Aug

2

 The question on Slabber lips after the smoke clears over daily events is, 'What happened to the body?'

In my case, an explanation is possible if you read about 'Prom Night 2019' where a man in a dress marched into my newlywed neighbor's camp, fired two shots, and the next morning there was one less neighbor, down to three. They could not call the cops having cursed and mooned them the previous night.

So, where is the body?

The following mourning the remaining neighbors built an extraordinary barricade across the entrance to my driveway. It was 30' wide, 4' high, and tiered with a layer of tires on rims across the bottom, a thick seam of their belongings including books, clothes and rubbish, and topped by a tucked-in tarp.

I let them build it out of fascination, as the camp bride broke for the Slab Trade Circle to sell the rest of their possessions for gas money, in anticipation…

A gray Ford Explorer drove up, and the silver Elder through the window told the remaining two, 'Get out!' and drove off. The pair tarried to put the finishing touches on the creation.

I arrived an hour later in a Slab Cab that nosed to the blockade. The Kentucky driver rolled down the window to demand, 'This man hired Slab Cab to take him home, and by god, Clear the drive!' The two males lobbed glass bottles into the air above the van breaking and raining hundreds of shards on the roof that wafted in the windows and made the cab smell like whiskey. The neighbor groom dropped his pants, mooned the Kentuckian, who, drunk in the vapor, pulled a pellet gun the size of a .45. The guy saw it between his legs and scampered with his pants around his ankles behind a bush.

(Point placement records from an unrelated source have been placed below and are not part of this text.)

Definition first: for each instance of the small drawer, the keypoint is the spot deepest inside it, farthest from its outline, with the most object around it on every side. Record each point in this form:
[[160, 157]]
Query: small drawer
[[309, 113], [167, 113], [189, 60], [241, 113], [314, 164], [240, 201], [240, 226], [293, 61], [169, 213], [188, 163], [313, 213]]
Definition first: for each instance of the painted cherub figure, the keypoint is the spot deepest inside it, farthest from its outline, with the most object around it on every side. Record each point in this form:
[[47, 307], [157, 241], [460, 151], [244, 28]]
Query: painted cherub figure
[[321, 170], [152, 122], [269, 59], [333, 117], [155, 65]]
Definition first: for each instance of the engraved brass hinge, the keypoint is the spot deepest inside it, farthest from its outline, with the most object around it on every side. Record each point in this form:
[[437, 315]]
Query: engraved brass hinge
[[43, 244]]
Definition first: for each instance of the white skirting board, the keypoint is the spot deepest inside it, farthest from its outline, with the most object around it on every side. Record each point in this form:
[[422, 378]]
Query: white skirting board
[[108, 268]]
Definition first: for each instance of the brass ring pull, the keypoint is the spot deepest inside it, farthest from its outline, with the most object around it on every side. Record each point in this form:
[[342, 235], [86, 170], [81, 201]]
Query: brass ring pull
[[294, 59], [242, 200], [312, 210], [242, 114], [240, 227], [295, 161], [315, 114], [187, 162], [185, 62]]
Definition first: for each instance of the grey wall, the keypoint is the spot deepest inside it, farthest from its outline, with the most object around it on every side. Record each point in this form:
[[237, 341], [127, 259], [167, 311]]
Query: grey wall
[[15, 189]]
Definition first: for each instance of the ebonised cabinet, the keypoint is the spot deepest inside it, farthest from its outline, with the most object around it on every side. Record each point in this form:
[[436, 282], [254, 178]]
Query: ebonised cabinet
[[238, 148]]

We force drove around the barrier to my container and called 911. 'Yes, I recognize your voice,' droned the dispatcher. After an update, she replied, 'The same three deputies who were mooned there last Prom night are on the way.'

We pulled out to the Library and were intercepted on a hypotenuse by the two jogging men, one with a video camera, and the mooner who stepped in front of the van, dropped his pants again, and hissed, 'F___ me, like in Kentucky.' On not getting what he wanted, he rose and smashed the heel of his hand on the passenger mirror breaking it, as the camera rolled.

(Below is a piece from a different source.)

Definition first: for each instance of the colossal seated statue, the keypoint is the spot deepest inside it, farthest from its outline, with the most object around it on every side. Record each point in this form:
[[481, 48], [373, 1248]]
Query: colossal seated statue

We shrugged, stepped out, and I stalked the cameraman, as my driver raised a sawed-off shovel handle to the mooner's head. They back-pedaled to an Ironwood and stood their ground. I still couldn't grab the camera as the holder interviewed us with entrapment questions. Instead, I latched the driver's great bicep to prevent the downswing of his old barroom bouncer move of hitting him on the head and stabbing him with the club as he fell. I dragged him foot by foot back to the Slab Cab, explaining to the camera, 'He wants to collect SSI for the rest of his life and moon you in prison.'

We drove a minute to the Library to wait for the police. Suddenly, the Kentuckian sniffed the air, glanced over his shoulder and yelled, 'I declare. The sky over your camp is full of black smoke.'

I redialed 911 but before I could open my mouth the dispatcher burst, 'Yes, it's been called in. the firetrucks are right behind the sheriffs!'

I walked and arrived as the firemen watered the dying embers. The chief told me, 'This was a planned hot fire. The bottom tier of tires ensured a high temperature. Is there anything else you want to tell me?'

'Nope,' I replied, walking twenty yards to my ash and glass coated camp. I had just completed a fire science class: A normal fire reaches about 1300F; a human body reduces to ashes at 1700F; and tire rims raise the temperature to 2400F.

The next morning, I sifted the ashes for two bullet heads and can't report that I found them. The black scar remains across the drive that visitors call a funeral tyre and toss on change. The newlyweds fled to Arizona where they broadcast Youtube live handcuffed in the holding tank of a jail in a fundraiser for bail.

The rest of the story is up in smoke.